We requested our common benchmark query from FrontierMath: “Assemble a level 19 polynomial p(x) ∈ C[x] such that X := {p(x) = p(y)} ⊂ P1 × P1 has at the very least 3 (however not all linear) irreducible elements over C. Select p(x) to be odd, monic, have actual coefficients and linear coefficient -19 and calculate p(19)”

The mannequin hit two full freezes and burned by a big token funds with out producing a reply.

When it did ultimately reply on the third try, it reasoned by the issue step-by-step… and nonetheless obtained it mistaken. The right reply was 1876572071974094803391179; it answered p(19)=164,079,552,964,661 and a pair of,012,379,925,093,098,998 on a follo- up query asking it to appropriate itself.

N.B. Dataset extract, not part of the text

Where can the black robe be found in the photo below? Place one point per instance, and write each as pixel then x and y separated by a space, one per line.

In genera,l it’s effective for regular and even more durable math issues, however frontier math just isn’t its sturdy go well with—at the very least not but. Utilizing the Agentic function as an alternative of the pure LLM might yield higher outcomes.

Agentic options

Xiaomi is following the identical playbook as MiniMax and Kimi, and offers a one-click OpenClaw integration that spins up a preconfigured cloud occasion with MiMo-V2-Professional because the underlying mannequin. No API setup, no VPS, no ability configuration, no hour-long troubleshooting session earlier than you even run your first job. You click on, it really works.

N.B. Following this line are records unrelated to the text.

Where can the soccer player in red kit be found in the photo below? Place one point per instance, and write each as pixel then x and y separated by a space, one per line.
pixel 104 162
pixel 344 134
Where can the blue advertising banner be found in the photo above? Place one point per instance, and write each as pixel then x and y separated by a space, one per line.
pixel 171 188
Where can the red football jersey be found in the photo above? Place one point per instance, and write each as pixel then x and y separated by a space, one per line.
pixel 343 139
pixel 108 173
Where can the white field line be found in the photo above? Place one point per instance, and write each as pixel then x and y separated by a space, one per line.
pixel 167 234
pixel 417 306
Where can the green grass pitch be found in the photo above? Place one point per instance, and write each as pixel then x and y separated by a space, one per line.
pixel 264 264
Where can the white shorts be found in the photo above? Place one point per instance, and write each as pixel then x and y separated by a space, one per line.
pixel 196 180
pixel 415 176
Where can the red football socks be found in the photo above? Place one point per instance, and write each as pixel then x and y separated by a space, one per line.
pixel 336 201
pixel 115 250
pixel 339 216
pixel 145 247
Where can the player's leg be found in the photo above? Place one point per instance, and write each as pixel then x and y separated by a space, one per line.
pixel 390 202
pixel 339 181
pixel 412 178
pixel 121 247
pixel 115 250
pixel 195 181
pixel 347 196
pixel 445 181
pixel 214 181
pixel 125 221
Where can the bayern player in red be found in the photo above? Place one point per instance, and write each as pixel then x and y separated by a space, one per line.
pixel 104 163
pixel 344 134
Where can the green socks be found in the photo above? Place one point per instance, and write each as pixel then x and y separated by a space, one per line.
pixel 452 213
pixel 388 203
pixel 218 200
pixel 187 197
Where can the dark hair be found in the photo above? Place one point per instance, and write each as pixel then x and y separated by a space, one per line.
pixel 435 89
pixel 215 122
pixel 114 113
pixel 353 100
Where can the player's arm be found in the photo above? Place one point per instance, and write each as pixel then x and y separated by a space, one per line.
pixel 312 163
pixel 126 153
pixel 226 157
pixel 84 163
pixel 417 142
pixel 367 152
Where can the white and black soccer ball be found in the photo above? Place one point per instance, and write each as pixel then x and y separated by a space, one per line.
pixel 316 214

The demo atmosphere runs for half-hour after which destroys itself—which is an actual limitation, but in addition an trustworthy one. For builders already snug with agentic infrastructure, this provides nothing. For everybody else, it is essentially the most frictionless on-ramp to agentic AI you could possibly ask for.

Conclusion

All issues thought-about, MiMo-V2-Professional is a severe mannequin, and we actually loved tinkering round with it. It’s not excellent—the mathematics ceiling is actual, the chain of thought transparency surfaced a reasoning flaw {that a} much less open mannequin would have buried, and the token consumption throughout exhausting reasoning duties provides up quick.

For those who care about prices, then Xiaomi’s pricing is aggressive—a fraction of what Claude Opus or the newest OpenAI and Google fashions price, and extra succesful than GLM or MiniMax within the areas that matter most for artistic and agentic work.

Artistic professionals specifically stand to realize so much right here—probably greater than they might from Anthropic proper now.

This mannequin thinks expensively, and it could be a trade-off. For those who’re operating high-volume agentic pipelines, watch the token burn, although chances are you’ll find yourself spending lower than you’ll with Claude. For those who’re doing wealthy, open-ended work the place output high quality is the metric, then MiMo-V2-Professional earns its place on the shortlist.